Website counter

Kamis, 03 Juni 2010

Mengenang Gesang

By : Richard T.G.R

Ratusan orang melepas kepergian Gesang Martohartono, baik saat hendak disemayamkan di Pendapi Gede, Balaikota Solo, maupun saat berangkat menuju tempat peristirahatan terakhirnya di TPU Pracimaloyo, Makamhaji, Sukoharjo. Gesang meninggal 20 Mei 2010 lalu di RS. PKU Muhammadiyah, Solo, pukul 18.07, akibat penyakit komplikasi jantung dan infeksi saluran pernafasan yang terus menggerogoti tubuhnya dalam usia 92 tahun. Lahir di Solo, 1 Oktober 1917, Gesang meninggalkan kesan mendalam, tidak hanya di hati masyarakat Solo, namun juga di hati masyarakat dunia. Lagu Bengawan Solo yang diciptakannya memberi nama harum pada Gesang sampai akhir hayatnya. Lagu itu bahkan sempat terkenal di Jepang, Gesang pernah menerima penghargaan dari Kaisar Akihito, serta OISCA Internasional, badan di bawah PBB. Gesang, anak kelima dari 10 bersaudara yang bernama kecil Soetadi dikenal sebagai sosok yang sederhana dan rendah hati meski ketenaran telah menyelimutinya. Gesang menjadi tempat konsultasi bagi warga kampung yang belajar keroncong. Gesang paling suka tahu bacem saat pergi ke angkringan. Gesang pada masa remajanya jago bermain layangan. Pernah dalam sekali bermain, Gesang menang 35 kali sehingga di segani kawan-kawannya. Ia juga suka memelihara burung, kesukaannya burung kacer merah. Setelah tidak kuat mengangkat sarang, ia memelihara ikan.

Gesang dalam banyak kesempatan selalu meminta agar keroncong dilestarikan. Pesan ini ia berikan kepada siapa saja, mulai dari keponakannya, anak-anak sekolah yang sering datang ke rumahnya, produser Hendarmin Susilo, penyanyi keroncong Waldjinah dan Sundari Soekotjo, hingga penyanyi muda Bondan Prakoso. Gesang bahkan merelakan sebagian royaltinya untuk di gunakan mengembangkan keroncong. Tak heran jika Gesang di usulkan mendapat gelar pahlawan nasional. Meski ia tidak mengangkat senjata, namun kiprahnya lewat lagu-lagu keroncong yang diciptakannya, terutama Bengawan Solo telah membawa nama Indonesia di kenal banyak negara.

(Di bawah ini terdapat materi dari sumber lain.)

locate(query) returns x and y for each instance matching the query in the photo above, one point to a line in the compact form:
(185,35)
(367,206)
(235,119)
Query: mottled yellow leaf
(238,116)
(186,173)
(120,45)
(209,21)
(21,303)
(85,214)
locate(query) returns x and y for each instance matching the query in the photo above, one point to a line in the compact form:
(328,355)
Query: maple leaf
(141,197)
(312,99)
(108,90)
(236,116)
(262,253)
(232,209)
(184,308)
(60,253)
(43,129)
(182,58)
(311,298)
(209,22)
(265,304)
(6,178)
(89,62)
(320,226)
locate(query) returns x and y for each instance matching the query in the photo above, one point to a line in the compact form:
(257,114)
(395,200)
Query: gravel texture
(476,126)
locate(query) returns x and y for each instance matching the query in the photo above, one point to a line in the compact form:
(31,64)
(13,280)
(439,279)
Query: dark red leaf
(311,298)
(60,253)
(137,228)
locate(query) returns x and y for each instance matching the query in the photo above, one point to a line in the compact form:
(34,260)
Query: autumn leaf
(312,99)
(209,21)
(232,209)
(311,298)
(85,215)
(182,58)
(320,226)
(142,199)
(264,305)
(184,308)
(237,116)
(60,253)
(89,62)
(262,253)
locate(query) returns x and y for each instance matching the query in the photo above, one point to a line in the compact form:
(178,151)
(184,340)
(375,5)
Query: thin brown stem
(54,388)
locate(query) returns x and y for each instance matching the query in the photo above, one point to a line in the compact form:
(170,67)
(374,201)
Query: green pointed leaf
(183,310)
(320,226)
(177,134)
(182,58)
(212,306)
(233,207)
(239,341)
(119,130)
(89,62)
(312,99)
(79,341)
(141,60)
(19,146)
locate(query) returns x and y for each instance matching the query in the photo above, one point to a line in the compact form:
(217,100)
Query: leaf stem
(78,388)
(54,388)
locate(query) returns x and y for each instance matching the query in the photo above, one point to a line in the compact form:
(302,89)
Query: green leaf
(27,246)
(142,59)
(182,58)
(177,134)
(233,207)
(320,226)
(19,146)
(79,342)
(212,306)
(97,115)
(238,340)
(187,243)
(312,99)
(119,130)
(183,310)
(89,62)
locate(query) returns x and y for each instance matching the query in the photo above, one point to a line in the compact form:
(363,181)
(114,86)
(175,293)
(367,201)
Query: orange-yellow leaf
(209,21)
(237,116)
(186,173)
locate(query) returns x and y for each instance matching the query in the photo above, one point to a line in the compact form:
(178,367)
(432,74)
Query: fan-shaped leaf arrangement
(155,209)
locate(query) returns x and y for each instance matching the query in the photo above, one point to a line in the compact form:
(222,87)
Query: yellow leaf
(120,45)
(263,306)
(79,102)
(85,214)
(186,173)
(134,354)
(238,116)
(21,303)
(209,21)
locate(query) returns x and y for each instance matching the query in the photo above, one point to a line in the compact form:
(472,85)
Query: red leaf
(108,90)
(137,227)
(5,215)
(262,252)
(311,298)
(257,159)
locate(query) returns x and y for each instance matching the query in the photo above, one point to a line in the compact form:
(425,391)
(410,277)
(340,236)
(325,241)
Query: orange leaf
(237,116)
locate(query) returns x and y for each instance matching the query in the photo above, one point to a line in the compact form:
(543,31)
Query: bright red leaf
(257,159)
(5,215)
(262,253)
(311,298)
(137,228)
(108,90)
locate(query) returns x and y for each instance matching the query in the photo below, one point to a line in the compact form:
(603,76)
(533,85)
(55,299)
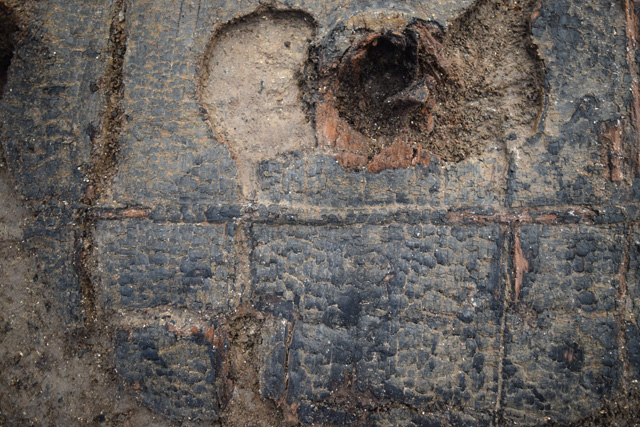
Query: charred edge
(83,247)
(632,46)
(505,243)
(105,145)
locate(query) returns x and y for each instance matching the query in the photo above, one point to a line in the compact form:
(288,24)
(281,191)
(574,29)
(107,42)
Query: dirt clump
(428,91)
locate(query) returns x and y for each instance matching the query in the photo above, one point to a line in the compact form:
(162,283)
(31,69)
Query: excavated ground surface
(169,256)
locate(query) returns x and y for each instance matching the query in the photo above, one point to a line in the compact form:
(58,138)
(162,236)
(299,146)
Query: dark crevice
(104,151)
(82,260)
(8,29)
(105,141)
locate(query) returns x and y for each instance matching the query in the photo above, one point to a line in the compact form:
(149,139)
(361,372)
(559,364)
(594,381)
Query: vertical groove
(105,144)
(505,282)
(624,307)
(632,46)
(104,150)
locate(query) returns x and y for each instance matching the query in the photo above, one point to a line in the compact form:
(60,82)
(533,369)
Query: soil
(52,374)
(443,93)
(249,88)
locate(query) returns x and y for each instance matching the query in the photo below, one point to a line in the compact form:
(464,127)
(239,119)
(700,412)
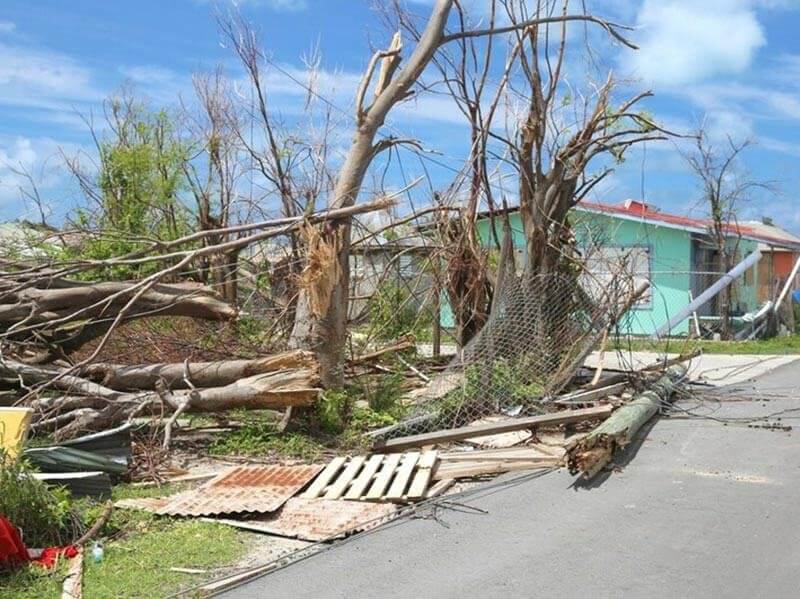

Lagu Bengawan Solo telah dialihbahasakan ke 13 bahasa asing, diantaranya Jepang, Mandarin, Inggris dan Belanda.

Beberapa karya lagu atau musik yang di ciptakan Gesang antara lain : keroncong Piatu (1938), keroncong Roda Dunia (1939), Bengawan Solo (1940), Saputangan (1941), Tirtonadi (1942), keroncong Pemuda Dewasa (1942), Jembatan Merah (1943), Dongengan Jawa (1950), Sebelum Aku Mati (1962), keroncong Bumi Emas Tanah Airku (1963), keroncong Tembok Besar (1963), Langgam Luntur (1970), Seto Ohashi (1988) diterjemahkan dalam bahasa Jepang. Beberapa penghargaan yang di raih Gesang antara lain : Pemda Kota Solo mengangkat Gesang sebagai Warga Kota Teladan kelas II (1973), Piagam dari Komando Wilayah Pertahanan II (1976), Piagam Hadiah Seni dari Menteri Pendidikan dan Kebudayaan RI (1977), penghargaan TVRI Stasiun Yogyakarta (1978), piagam penghargaan dari OISCA Internasional Indonesia (1978), hadiah Rumah Perumnas Palur dari Gubernur Jawa Tengah (1979), Jepang mendirikan Taman Gesang di dekat Bengawan Solo yang pengelolaannya di danai oleh dana Gesang, yakni sebuah lembaga yang didirikan untuk Gesang di Jepang (1983), penghargaan PWI HUT XXXIX dan HUT VI Museum Pers Nasional (1985), penghargaan Wali Kota Surakarta dalam rangka Fespic Games IV (1986), bintang penghargaan dari Kaisar Akihito, Jepang (1992), Tanda Kehormatan Bintang Budaya Parama Dharma dari Presiden RI (1992), meraih penghargaan khusus pada kategori The Legend dalam AMI Samsung Award (2004), penghargaan Special Achievement For A Lifetime dalam acara 1st Bali Music Award (2005), mendapat Anugerah Sapolos Award (2006), menerima Piala Metronome dari Persatuan Artis Penyanyi Pencipta Lagu dan Penata Musik Indonesia (2008).